Biomarkers in well differentiated thyroid cancer

Differentiated thyroid cancer (DTC) includes different histological subtypes [1]. DTC incidence has 3-times fold increased from 1975 to 2009 [2], accounting at present for 3.4% of all new cancer cases [3]. It has been estimated that approximately 1.2% of subjects will be diagnosed with thyroid cancer at some point during their lifetime (2012-2014 SEER data). Nonetheless, its prognosis is very good with a 5-years survival rate > 98% [3] and a 10-year relative survival rate between 76% and 93% according to the histological subtypes [4]. Small papillary thyroid carcinomas have contributed to the worldwide increased incidence of differentiated thyroid cancer observed over the past decades. Moreover, the disease-specific mortality has not changed since 1935 [5]. However, about 10% of patients develop distant metastases and two thirds of them become refractory to the treatment with radioactive iodine (RAI) [6]. Differently from the majority of DTC, metastatic patients experience a rapidly progressive disease (average interval between the first and second metastases of <15 months [7]) with an even worse prognosis when RAI refractoriness occurred (10-year survival rate < 10% with a mean life expectancy of 3-5 years [8]).
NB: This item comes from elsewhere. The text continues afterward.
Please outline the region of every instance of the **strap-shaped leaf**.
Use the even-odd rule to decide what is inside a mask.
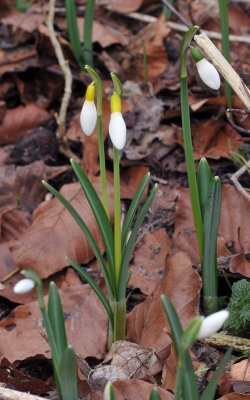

The identification of tumor heterogeneity could be of great value in DTC. The identification, characterization, understanding, and, possibly, treatment of tumor heterogeneity are key challenges in oncology. Malignant cancer lesions are composed by heterogenous components (i.e., biologic features, gene expression profiles, metabolic patterns, and behavioral characteristics). Heterogeneity varies in the same cancer and has a wide spectrum even in the same stage because there are differences in properties as the growth rate, vascularity, and necrosis within the same tumor cell population [9]. Currently, DTC patients are grouped in different classes of risk (from low to high) and managed accordingly [10]. Common risk factors include histological characteristics of aggressiveness, extrathyroidal extension, vascular invasion, number and size of involved lymph nodes, and distant metastases [10]. However, none of the available risk stratification approaches is effective in distinguishing aggressive from indolent thyroid cancers and in identifying patients who will recur during their lifetime.